Por fin una tarde nos manda llamar. Nos muestra su laboratorio, los alambiques sucios, los matraces de cristal rayado, el centenar de botes de reactivos de nombres polisílabos. Huele a podredumbre tanto como a formol, a cartones, a raticida, a noche de fiesta mayor sobre todo. Encima de la mesa, envuelto en un pañuelo blanco, descansa su descubrimiento. Nos lo muestra con ceremonia, seguro de impresionarnos.

Es un polvo oscuro, una mezcla estable de azufre y clorato potásico, capaz de arder y de detonar si se le comprime. Una idea brillante, desgraciadamente tardía.

—Pólvora —decimos, no hay más remedio.

Ahora el hombre sí que parece hundirse. Querría dejarlo estar, nos dice, pero no puede. Malduerme durante el día y pasa las noches vagando por calles y tugurios, entre la niebla. Grande y ojeroso, muy pálido, envuelto hasta los tobillos en un abrigo gris parece surgido de una pesadilla infantil. A veces, cuando ya hemos cerrado la tienda y piensa que no lo miramos, echa con disimulo un puñado de matraces al contenedor de vidrio y una tarde el trapero se lleva todo lo demás. Y es que el hombre está cada día más delgado. Cuando viene a la tienda habla de astronomía, de los misterios que se esconden más allá de las estrellas, pero ya no exagera y sus metáforas languidecen huérfanas de inspiración.

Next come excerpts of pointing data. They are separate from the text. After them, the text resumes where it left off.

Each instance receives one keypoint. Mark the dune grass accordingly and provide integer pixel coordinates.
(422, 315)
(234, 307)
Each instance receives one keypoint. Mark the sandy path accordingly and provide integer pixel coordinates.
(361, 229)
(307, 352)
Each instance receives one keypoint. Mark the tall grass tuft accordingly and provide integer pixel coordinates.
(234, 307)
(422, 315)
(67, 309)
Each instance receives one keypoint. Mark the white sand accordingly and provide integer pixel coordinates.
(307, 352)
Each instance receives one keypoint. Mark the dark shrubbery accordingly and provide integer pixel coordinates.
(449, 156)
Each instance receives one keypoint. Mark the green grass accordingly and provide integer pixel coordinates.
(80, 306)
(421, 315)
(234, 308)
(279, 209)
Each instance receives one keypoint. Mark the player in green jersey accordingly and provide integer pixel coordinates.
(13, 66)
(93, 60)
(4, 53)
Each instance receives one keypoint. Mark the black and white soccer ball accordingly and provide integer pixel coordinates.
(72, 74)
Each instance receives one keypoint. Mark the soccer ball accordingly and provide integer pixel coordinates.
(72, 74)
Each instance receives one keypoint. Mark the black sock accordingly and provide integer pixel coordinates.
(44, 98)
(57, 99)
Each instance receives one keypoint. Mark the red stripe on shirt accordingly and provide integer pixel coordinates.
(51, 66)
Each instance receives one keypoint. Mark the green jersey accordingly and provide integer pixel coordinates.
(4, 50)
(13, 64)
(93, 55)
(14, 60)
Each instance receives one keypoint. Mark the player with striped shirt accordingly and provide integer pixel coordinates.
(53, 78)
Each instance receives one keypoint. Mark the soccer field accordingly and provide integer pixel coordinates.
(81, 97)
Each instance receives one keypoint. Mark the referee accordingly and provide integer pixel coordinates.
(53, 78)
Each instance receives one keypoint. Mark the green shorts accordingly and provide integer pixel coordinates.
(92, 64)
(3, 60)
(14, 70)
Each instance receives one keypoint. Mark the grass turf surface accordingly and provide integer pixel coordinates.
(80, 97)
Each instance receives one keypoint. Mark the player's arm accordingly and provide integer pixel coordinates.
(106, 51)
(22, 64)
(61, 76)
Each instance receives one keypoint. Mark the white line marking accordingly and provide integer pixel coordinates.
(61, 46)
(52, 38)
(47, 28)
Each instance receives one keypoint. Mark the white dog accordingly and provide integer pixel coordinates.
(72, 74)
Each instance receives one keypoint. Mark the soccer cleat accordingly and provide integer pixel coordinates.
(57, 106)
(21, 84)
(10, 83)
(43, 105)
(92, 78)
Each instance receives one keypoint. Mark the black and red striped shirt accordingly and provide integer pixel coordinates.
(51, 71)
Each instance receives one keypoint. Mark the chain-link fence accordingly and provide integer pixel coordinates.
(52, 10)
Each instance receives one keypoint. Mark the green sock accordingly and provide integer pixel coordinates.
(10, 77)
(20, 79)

—Algo descubriré —dice a veces, poco convencido—, sigo buscando.

Pensamos en regalarle un telescopio, tal vez para su cumpleaños.

Sin embargo llega la tarde en que el hombre parece un cadáver, apenas capaz de tenerse en pie al otro lado del mostrador. No habla así que forzamos una sonrisa y le preguntamos por sus descubrimientos, por el último, si es que lo hay. Nos mira con pena, desde lejos, como desde el otro lado de una eternidad inclemente. Luego se abre el abrigo, se desabrocha la camisa y en su pecho nos señala un bulto del tamaño de un puño que crece sobre su corazón.

—Es cáncer —nos dice.

Y eso nos impresiona. Nos impresiona de verdad.